- Born: Nigeria
- Other names: Bolaji Ajayi Bolaji Ajayi Williams
- Education: University of California, Riverside, Golden Gate University
- Occupations: Novelist, animator, short-story writer, entrepreneur
- Known for: Writing comics, journalism, philanthropy and activism
- Notable work: Akiti The Hunter (part I, 2015) Akiti The Hunter (part II, 2016)
- Spouse: Hayden Williams III
- Children: 1
- Parent: Chief Temitope Ajayi
- Website: www.akitithehunter.com

= Denise Ajayi-Williams =

Nigerian-American businesswoman and publisher

Denise Ajayi-Williams is the chief executive officer and co-founder of Silicon Valley-Nigerian Economic Development Inc. (SV-NED Inc.)
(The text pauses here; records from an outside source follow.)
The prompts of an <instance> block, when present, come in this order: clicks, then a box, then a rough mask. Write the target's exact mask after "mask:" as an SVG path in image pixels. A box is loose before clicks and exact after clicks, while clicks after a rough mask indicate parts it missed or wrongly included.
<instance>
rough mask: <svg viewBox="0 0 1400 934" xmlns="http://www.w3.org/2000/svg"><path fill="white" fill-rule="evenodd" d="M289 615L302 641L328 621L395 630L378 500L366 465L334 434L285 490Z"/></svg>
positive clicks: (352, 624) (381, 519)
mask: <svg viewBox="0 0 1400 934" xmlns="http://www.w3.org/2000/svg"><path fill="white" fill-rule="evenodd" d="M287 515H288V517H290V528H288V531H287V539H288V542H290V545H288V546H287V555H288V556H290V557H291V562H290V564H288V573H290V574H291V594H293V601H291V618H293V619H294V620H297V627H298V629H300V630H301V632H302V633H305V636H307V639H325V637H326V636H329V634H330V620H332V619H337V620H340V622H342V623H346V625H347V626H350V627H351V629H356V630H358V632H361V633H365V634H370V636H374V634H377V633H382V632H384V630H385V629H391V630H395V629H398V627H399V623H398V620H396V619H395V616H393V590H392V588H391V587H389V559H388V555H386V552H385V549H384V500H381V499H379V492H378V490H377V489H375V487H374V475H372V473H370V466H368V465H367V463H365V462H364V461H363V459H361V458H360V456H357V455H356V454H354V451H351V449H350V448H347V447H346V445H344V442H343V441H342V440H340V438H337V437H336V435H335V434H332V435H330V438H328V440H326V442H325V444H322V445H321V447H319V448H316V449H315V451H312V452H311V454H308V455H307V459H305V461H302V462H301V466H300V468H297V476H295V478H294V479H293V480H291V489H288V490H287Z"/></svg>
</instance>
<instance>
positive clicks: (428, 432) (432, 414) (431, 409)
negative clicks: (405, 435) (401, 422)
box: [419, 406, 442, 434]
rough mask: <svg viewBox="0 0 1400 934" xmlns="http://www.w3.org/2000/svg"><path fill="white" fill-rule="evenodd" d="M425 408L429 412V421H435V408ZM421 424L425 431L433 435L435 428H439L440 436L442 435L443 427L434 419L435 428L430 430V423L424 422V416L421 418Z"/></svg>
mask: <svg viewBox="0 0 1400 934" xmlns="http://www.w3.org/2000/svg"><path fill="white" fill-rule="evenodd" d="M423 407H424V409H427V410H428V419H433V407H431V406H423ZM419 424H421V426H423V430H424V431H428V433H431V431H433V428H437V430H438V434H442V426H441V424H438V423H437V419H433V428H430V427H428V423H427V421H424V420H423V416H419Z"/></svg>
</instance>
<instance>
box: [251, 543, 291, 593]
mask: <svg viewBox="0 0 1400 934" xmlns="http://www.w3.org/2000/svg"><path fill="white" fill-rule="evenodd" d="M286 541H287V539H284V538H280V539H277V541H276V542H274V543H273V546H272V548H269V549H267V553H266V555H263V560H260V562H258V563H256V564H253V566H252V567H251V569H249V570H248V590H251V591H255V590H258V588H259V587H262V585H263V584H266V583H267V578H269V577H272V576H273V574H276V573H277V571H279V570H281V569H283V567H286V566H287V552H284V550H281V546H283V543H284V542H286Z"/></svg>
Denise holds board positions at five organizations: SV-NED Inc., Global Connection for Women Foundation, Sky Clinic Connect, Numly, and Collabful.

== Early life and education ==
Williams earned her bachelor's degree in Economics from the University of California, Riverside, and her Masters in Business Administration Degree with a concentration in Marketing from Golden Gate University, Ageno School of Business.

== Career ==
Denise Ajayi-Williams' work has been covered by Huffington Post. She hosted Nigerian cultural leader the Ooni of Ife during a Silicon Valley visit organized by SV-NED.

== Personal life ==
Ajayi married Hayden Williams III, the co-founder of their WM Journal platform and the website workingmomin20s.com. The couple has a son.